Un exemple parmi beaucoup d'autres: la 10-e division blindée constituée de trois régiments de chars et d'un régiment de canons autotractés, au total 2.193 hommes, a été déployée dans un champ près de la ville de Bogoutchar, dans la région de Voronej (Russie centrale). Officiers, officiers subalternes, les membres de leurs familles, les soldats ont été logés sous des tentes ainsi que dans des baraquements métalliques, les matériels étant parqués sur des aires à ciel ouvert. Pendant la construction de la cité - près de trois ans - ces gens ont vécu ainsi dans des conditions interdisant toute vie normale.

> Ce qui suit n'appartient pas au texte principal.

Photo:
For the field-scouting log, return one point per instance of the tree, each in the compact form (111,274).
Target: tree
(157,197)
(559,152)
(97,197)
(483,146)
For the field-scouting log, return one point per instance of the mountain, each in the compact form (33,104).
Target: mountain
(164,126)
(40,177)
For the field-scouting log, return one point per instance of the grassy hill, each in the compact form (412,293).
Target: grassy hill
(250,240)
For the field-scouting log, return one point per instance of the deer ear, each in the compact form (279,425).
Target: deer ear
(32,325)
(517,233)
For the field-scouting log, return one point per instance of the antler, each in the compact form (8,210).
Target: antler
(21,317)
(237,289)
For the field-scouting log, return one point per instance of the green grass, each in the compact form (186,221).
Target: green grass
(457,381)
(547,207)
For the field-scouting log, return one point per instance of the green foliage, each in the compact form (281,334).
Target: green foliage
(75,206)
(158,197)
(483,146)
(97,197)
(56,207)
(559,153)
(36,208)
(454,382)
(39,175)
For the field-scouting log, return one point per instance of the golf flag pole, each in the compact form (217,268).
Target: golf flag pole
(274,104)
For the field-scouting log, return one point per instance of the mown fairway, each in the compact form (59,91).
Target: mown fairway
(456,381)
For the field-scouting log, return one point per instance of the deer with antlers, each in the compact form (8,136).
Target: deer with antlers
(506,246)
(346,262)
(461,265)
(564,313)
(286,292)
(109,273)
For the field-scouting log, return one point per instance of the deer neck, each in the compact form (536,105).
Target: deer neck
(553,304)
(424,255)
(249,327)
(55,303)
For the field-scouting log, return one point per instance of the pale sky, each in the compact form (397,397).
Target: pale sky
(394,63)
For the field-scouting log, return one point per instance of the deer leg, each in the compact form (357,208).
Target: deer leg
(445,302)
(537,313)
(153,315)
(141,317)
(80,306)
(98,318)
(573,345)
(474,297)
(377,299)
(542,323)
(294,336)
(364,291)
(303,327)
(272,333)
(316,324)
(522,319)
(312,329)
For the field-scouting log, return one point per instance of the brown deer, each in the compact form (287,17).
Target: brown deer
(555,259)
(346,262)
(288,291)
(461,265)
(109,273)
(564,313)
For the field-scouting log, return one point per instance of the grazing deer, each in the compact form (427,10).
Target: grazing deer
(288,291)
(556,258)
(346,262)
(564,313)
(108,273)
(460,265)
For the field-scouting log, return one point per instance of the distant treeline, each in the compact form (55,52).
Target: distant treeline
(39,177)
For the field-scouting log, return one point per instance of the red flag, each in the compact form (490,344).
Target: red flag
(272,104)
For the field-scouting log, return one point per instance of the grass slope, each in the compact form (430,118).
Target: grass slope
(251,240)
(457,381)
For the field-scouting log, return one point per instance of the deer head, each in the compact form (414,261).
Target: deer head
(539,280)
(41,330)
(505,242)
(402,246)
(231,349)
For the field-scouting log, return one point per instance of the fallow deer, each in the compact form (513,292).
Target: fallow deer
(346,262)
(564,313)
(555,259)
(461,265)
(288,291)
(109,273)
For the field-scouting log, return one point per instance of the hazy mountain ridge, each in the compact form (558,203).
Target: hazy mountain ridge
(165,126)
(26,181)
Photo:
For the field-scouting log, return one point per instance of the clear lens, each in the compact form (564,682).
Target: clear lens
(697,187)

Pour la 144e division d'infanterie motorisée (3.938 hommes) une entreprise coréenne a construit avec des fonds allemands une remarquable cité militaire de 1.000 logements répartis dans vingt-quatre immeubles de cinq niveaux, avec salle de sport, magasins, hôpital, jardin d'enfants, école et centre de télévision. Cette cité se trouve près de la petite ville d'Elna, dans la région de Smolensk. La grande ville la plus proche, là ou les épouses des militaires pourraient trouver un emploi, se trouve à près de cent kilomètres. Tant que la division était au complet cela ne constituait pas un problème. Mais un beau jour la formation a été réduite d'un quart, ensuite il n'est plus resté qu'un dépôt de matériels de guerre. Les chefs de famille - des hommes jeunes et vigoureux - qui ont été contraints de quitter l'armée suite aux compressions de personnel se sont retrouvés dans des appartements confortables mais sans travail. Pas question de trouver un emploi dans le petit bourg d'Elna qui ne possède pas d'industrie.

Et quand on demande aujourd'hui aux anciens dirigeants du ministère russe de la Défense pourquoi la 144e division avait été déployée à Elna précisément et non pas à proximité de Smolensk, où les gens, quelle qu'ait été la tournure prise par les événements, auraient pu trouver du travail, ils répondent: "Pour le terrain mis à la disposition par les autorités locales celles-ci auraient réclamé cent appartements. A Elna l'armée a réceptionné la totalité des logements".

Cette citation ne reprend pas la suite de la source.